Statistical reports issued by PPPC have been carefully designed in collaboration with antitrust counsel and are believed to be in conformity with the various principles in that regard which have been laid down in the case law and guidelines issued by antitrust authorities. The matter is kept constantly under review by PPPC staff and counsel.

Social events

Members’ representatives should avoid discussion of business matters outside formal meetings, including social events. PPPC may organize a social event on occasion. In such cases, the following guidelines and procedures will apply:

  • 1. Social gatherings organized by PPPC are limited to luncheons, dinners or receptions taking place immediately before or after a regular meeting or conference. Their purpose is purely social and not to discuss industry matters.

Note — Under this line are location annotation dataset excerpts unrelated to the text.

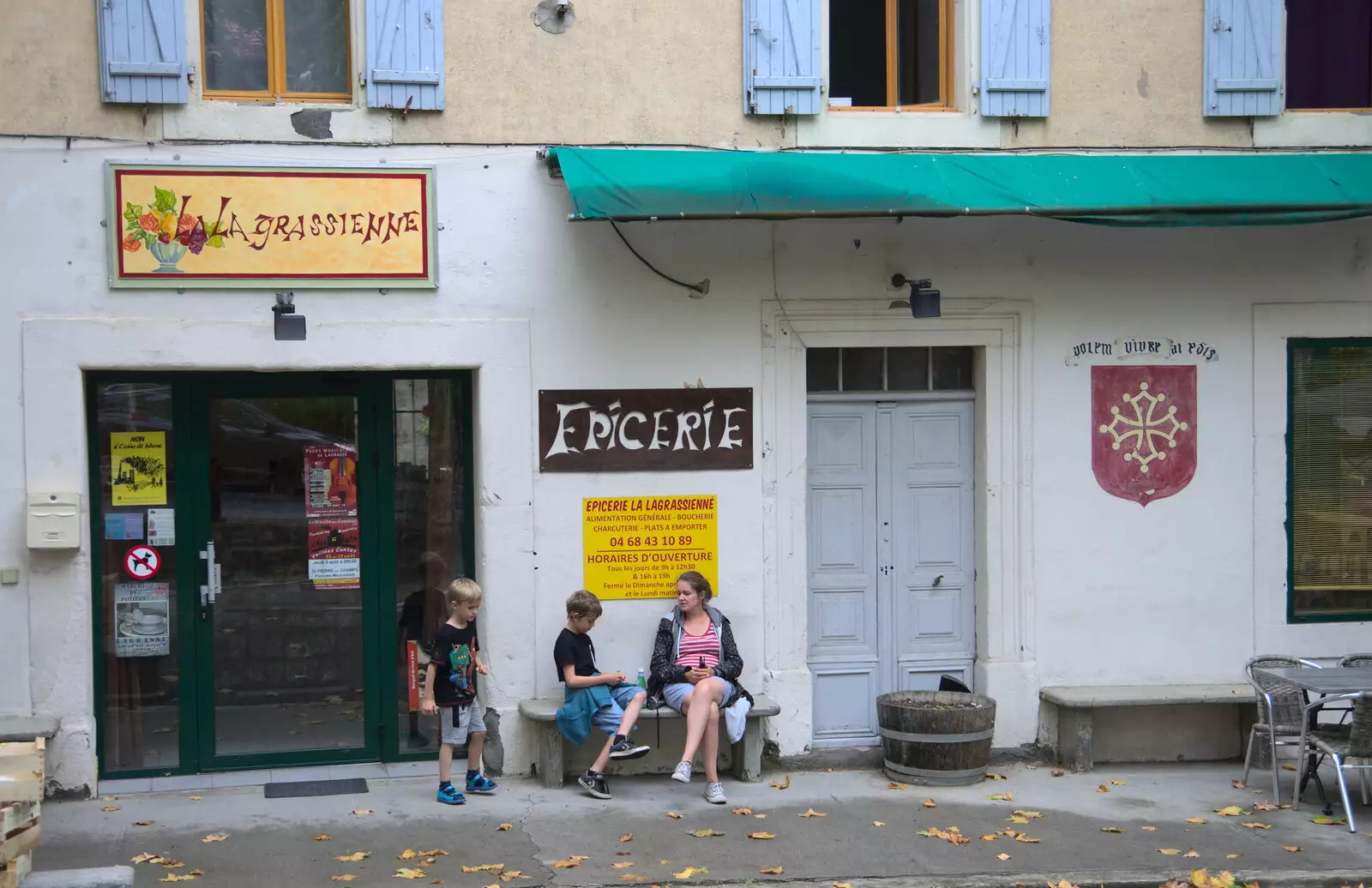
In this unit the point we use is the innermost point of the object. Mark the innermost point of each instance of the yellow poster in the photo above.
(637, 546)
(139, 469)
(253, 226)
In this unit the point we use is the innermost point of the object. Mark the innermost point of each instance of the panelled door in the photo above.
(891, 555)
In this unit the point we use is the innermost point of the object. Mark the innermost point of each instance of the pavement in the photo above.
(861, 832)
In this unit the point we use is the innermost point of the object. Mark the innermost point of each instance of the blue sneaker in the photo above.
(449, 795)
(480, 784)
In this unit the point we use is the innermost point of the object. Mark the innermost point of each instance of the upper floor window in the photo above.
(1328, 55)
(891, 54)
(268, 50)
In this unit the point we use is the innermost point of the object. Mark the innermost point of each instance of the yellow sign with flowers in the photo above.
(190, 226)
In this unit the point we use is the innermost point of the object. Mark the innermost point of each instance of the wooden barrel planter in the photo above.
(936, 737)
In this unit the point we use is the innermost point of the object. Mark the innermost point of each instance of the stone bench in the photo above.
(1077, 705)
(552, 755)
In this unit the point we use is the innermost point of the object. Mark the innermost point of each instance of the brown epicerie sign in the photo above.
(645, 429)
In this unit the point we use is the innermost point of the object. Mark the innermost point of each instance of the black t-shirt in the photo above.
(575, 650)
(453, 656)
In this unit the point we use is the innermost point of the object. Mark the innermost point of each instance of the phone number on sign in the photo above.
(648, 542)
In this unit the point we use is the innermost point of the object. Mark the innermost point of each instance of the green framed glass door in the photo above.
(304, 529)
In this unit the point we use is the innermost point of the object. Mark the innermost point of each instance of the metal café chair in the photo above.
(1344, 746)
(1282, 713)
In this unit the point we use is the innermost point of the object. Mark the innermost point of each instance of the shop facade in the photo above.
(925, 496)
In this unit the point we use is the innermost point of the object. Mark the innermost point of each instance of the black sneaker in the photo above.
(594, 784)
(628, 748)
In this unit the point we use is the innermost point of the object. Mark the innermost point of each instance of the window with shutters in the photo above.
(1330, 480)
(276, 50)
(891, 54)
(1328, 55)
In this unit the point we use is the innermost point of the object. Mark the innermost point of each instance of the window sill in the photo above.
(899, 128)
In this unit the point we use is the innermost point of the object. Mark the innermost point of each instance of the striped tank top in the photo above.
(695, 647)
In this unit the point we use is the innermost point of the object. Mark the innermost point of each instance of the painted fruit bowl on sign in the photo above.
(168, 233)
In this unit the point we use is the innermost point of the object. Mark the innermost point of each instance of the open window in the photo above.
(891, 54)
(276, 50)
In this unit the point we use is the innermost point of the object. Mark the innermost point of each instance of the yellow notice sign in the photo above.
(637, 546)
(137, 469)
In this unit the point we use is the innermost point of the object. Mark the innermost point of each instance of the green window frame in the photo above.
(1328, 514)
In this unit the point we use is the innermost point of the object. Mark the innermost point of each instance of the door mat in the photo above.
(308, 789)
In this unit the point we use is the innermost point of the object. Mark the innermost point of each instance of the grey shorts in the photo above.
(461, 721)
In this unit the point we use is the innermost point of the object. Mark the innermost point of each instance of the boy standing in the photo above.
(450, 684)
(607, 702)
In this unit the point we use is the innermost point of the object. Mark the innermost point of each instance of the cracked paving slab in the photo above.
(271, 840)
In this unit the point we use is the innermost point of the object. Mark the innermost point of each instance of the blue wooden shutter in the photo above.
(143, 51)
(1014, 57)
(405, 54)
(781, 57)
(1243, 57)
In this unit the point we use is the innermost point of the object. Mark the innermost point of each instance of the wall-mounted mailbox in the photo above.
(54, 521)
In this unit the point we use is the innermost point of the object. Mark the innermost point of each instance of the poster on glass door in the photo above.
(141, 620)
(335, 553)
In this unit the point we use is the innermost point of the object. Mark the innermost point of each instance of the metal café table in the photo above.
(1321, 681)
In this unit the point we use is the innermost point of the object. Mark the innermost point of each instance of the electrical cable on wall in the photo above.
(699, 290)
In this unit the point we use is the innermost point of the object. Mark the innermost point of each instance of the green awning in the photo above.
(630, 184)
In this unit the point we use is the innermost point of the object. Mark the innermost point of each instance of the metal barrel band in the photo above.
(969, 737)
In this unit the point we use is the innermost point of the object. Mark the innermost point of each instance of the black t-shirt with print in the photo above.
(453, 656)
(575, 650)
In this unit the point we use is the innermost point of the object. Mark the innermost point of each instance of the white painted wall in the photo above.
(576, 310)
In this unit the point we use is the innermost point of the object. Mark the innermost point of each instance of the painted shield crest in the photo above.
(1143, 429)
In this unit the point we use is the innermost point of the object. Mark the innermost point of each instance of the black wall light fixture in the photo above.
(924, 299)
(287, 325)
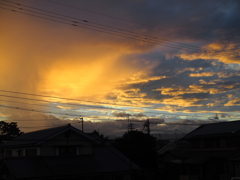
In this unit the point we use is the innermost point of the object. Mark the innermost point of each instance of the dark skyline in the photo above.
(171, 60)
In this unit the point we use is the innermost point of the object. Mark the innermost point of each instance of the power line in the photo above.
(102, 107)
(112, 32)
(32, 110)
(132, 35)
(128, 20)
(98, 24)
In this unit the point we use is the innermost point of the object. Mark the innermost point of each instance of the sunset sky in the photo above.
(170, 61)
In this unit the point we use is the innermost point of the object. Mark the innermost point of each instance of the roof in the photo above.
(38, 137)
(215, 129)
(196, 157)
(105, 159)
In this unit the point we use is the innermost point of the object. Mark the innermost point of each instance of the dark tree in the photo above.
(139, 147)
(8, 131)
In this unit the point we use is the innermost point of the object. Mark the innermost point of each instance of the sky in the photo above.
(172, 62)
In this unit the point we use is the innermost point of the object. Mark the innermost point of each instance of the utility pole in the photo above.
(82, 123)
(147, 125)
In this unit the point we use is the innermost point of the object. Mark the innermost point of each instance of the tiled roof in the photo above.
(105, 159)
(215, 129)
(34, 137)
(195, 157)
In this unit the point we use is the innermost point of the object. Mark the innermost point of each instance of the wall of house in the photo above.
(71, 139)
(15, 151)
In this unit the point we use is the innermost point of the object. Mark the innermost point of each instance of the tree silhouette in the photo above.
(139, 147)
(8, 131)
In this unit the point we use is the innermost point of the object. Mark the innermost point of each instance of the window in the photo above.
(31, 152)
(67, 150)
(9, 153)
(20, 152)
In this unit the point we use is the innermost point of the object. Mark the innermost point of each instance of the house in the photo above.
(63, 153)
(210, 152)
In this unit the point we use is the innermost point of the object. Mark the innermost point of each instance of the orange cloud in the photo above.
(202, 74)
(223, 53)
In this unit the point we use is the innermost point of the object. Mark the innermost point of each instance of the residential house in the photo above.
(210, 152)
(63, 152)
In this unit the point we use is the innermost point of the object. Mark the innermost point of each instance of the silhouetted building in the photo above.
(63, 153)
(210, 152)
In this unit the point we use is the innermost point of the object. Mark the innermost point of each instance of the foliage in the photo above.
(8, 131)
(139, 147)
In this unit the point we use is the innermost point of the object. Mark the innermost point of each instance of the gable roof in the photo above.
(215, 129)
(38, 137)
(105, 159)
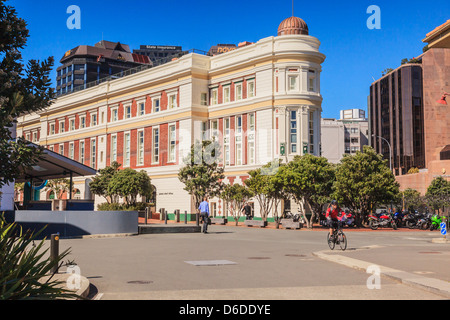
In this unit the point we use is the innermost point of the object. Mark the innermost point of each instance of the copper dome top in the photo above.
(293, 25)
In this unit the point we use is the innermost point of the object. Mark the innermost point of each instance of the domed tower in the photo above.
(293, 25)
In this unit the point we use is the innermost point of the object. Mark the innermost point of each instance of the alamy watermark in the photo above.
(74, 20)
(374, 21)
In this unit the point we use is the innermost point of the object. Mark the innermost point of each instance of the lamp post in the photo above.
(390, 150)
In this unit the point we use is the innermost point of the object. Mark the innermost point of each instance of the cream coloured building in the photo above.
(255, 100)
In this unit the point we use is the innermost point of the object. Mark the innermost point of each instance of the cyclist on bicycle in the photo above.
(332, 215)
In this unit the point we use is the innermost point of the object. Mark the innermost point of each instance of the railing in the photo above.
(133, 71)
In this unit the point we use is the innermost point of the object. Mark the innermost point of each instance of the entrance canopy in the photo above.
(53, 166)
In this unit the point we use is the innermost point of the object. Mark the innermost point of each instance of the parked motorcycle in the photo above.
(347, 219)
(383, 220)
(414, 220)
(398, 218)
(436, 221)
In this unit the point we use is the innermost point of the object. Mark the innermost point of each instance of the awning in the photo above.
(53, 166)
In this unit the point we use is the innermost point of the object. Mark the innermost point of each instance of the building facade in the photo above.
(87, 64)
(396, 114)
(253, 100)
(405, 109)
(347, 135)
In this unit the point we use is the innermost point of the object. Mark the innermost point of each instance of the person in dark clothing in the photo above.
(247, 209)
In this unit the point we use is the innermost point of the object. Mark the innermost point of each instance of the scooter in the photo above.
(347, 219)
(384, 220)
(436, 221)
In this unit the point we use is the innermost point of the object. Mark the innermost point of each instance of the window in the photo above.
(82, 151)
(155, 103)
(238, 140)
(155, 145)
(214, 130)
(226, 94)
(140, 148)
(113, 148)
(226, 141)
(292, 83)
(293, 131)
(251, 139)
(71, 150)
(141, 108)
(311, 132)
(311, 80)
(251, 89)
(204, 99)
(238, 93)
(172, 101)
(82, 122)
(214, 97)
(127, 112)
(114, 114)
(126, 148)
(93, 152)
(172, 143)
(93, 119)
(204, 130)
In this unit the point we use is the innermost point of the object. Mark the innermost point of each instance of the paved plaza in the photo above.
(241, 263)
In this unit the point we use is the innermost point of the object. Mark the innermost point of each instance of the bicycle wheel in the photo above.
(331, 242)
(342, 241)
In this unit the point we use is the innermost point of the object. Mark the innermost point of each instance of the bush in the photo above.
(138, 206)
(23, 267)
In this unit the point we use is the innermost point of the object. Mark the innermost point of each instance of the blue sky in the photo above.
(354, 53)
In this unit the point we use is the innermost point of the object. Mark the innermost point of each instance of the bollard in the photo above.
(54, 251)
(146, 214)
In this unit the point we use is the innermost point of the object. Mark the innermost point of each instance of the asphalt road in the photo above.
(263, 264)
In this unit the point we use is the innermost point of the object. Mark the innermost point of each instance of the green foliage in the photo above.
(308, 178)
(22, 90)
(129, 183)
(438, 193)
(25, 268)
(235, 196)
(99, 184)
(412, 200)
(201, 174)
(262, 183)
(364, 180)
(58, 186)
(138, 206)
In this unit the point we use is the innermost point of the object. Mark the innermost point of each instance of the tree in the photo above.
(129, 184)
(363, 181)
(310, 179)
(22, 90)
(261, 185)
(412, 200)
(201, 174)
(99, 184)
(438, 193)
(235, 196)
(58, 186)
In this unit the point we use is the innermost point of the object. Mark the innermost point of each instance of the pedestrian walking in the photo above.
(204, 213)
(248, 211)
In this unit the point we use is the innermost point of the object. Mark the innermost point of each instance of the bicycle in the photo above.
(338, 237)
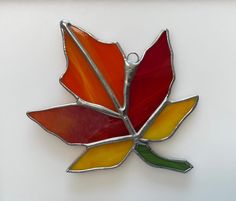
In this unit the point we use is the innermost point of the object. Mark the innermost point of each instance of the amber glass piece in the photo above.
(151, 81)
(169, 119)
(80, 78)
(76, 124)
(102, 156)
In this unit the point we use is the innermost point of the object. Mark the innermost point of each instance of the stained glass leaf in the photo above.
(151, 158)
(88, 61)
(102, 156)
(151, 82)
(170, 117)
(79, 124)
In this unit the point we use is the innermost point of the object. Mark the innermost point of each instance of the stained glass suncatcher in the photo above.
(120, 105)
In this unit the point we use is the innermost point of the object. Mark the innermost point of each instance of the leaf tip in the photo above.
(64, 24)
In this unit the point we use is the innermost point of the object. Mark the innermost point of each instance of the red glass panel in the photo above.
(151, 82)
(76, 124)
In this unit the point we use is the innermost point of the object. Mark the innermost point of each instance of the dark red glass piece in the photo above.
(151, 82)
(77, 124)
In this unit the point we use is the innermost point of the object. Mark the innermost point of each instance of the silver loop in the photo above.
(134, 55)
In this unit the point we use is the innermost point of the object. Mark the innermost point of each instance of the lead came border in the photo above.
(130, 69)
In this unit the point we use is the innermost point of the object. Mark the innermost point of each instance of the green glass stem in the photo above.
(151, 158)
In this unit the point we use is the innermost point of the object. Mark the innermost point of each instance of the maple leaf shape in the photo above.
(120, 105)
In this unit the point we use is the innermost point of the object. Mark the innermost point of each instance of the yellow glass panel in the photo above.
(170, 117)
(103, 156)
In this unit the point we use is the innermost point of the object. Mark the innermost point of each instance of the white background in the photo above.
(203, 37)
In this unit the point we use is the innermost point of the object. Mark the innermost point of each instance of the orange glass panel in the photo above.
(170, 117)
(80, 77)
(103, 156)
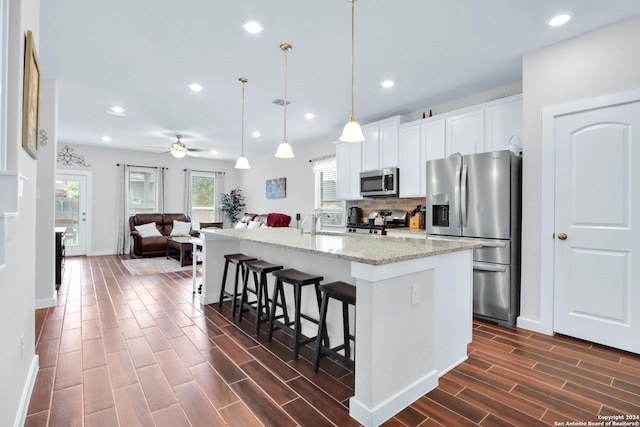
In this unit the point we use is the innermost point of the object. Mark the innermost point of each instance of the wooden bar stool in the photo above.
(345, 293)
(298, 279)
(238, 260)
(260, 289)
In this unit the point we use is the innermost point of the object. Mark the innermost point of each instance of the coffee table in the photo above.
(184, 247)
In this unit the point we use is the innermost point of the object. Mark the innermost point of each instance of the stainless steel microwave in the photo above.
(379, 183)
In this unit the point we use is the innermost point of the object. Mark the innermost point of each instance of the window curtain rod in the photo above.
(140, 166)
(194, 170)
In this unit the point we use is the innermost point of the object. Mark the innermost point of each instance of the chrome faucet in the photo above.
(315, 216)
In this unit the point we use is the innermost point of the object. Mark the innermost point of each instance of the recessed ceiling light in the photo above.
(253, 27)
(558, 20)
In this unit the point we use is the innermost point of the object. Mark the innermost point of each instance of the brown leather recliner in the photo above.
(154, 245)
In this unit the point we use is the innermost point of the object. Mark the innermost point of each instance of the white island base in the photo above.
(414, 316)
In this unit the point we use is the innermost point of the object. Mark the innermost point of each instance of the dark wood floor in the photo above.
(129, 351)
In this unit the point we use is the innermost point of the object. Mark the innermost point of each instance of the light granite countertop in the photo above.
(366, 249)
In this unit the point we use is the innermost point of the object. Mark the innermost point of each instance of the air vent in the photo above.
(280, 102)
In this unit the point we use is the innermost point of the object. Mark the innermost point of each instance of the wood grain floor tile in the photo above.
(239, 414)
(196, 406)
(269, 413)
(171, 416)
(212, 384)
(155, 387)
(132, 407)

  • 2. At the end of a meeting or conference, prior to gathering for lunch, counsel present at the meeting again reminds those present that the same precautionary rules apply during lunch as at the meeting itself. At a dinner gathering prior to a meeting or conference, the reminder will be given at the commencement of the dinner.

  • 3. Counsel and staff members will be present at social events and, as in the case of regular meetings, will intervene immediately should conversation border on inappropriate subjects.